CSE briefly assumed control of the financially troubled Tax Foundation and operated it as a subsidiary from CSE's offices until the split in 2000. Beginning in 1990, the Tax Foundation "operate[d] as a separate unit" of Citizens for a Sound Economy. By July 1991, the Tax Foundation was again operating as "an independent 501(c)(3) organization".

OpenSecrets has no contributions listed to CSE after 2000, when it received a total of about $35,000, and zero contributions in 1998.

In 2002, CSE designed and made public a "tea party" website. The website stated "our US Tea Party is a national event, hosted continuously online and open to all Americans who feel our taxes are too high and the tax code is too complicated". In 2003, Dick Armey became the chairman of CSE after retiring from Congress.

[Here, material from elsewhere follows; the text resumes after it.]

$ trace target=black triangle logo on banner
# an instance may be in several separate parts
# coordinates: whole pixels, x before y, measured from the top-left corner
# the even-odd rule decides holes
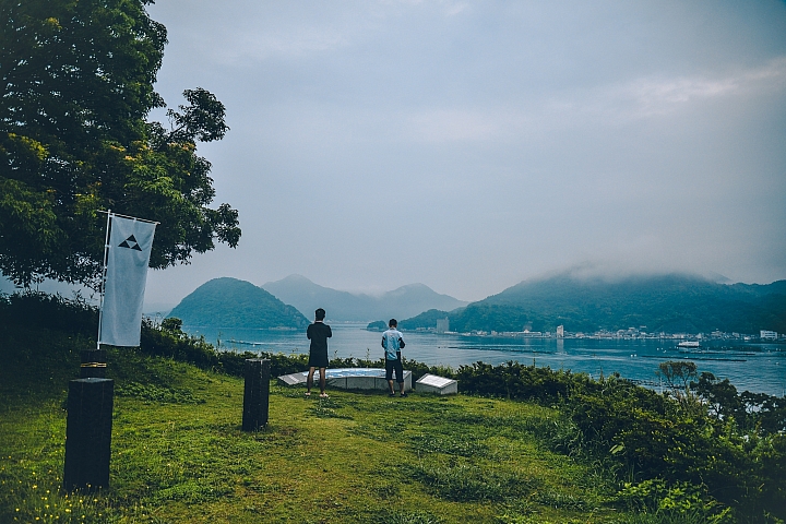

In 2004, Citizens for a Sound Economy split into FreedomWorks and Americans for Prosperity, according to the British newspaper The Guardian. Dick Armey stayed as chairman of FreedomWorks, while David Koch stayed as chairman of Americans for Prosperity.

On July 23, 2006, The Washington Post reported on the organization's tactics in signing up as members people who did not know about the organization, by enrolling them as members during unrelated insurance transactions in order to boost membership numbers. The group obtained about $638,000 and 16,000 members through the sale of insurance policies in this way, according to the report. When someone signed up for insurance through "Medical Savings Insurance Company", they were also automatically signed up for Citizens for a Sound Economy without their knowledge, the report asserted. Their information is subject to be rented out as the Medical Savings Insurance Company deemed fit, which is not uncommon for many groups who obtain client contact information. Critics suggested the effort as a way for this group to inflate their membership rosters, and more exactly, by taking dues from people with no interest in the groups' politics.

==Activity==
The group produced more than 100 policy papers each year in its run, delivering them to many congressional offices, sending out thousands of pieces of mail, and getting coverage of its viewpoints in thousands of news articles around the United States. The group's representatives appeared on hundreds of radio and television shows and published hundreds op-ed articles arguing that "environmental conservation requires a commonsense approach that limits the scope of government," acid rain is a "so-called threat [that] is largely nonexistent," and global warming is "a verdict in search of evidence."

According to the conservative magazine Weekly Standard, CSE's greatest political success came in 1993 when it opposed Bill Clinton's proposal for a BTU energy tax. In addition to fighting tobacco taxes and healthcare reform, the CSE was a member organization of the Cooler Heads Coalition.

During the 2004 presidential election campaign, CNN reported that Oregon Citizens for a Sound Economy were urging George W. Bush supporters to help get Ralph Nader on the ballot in Oregon.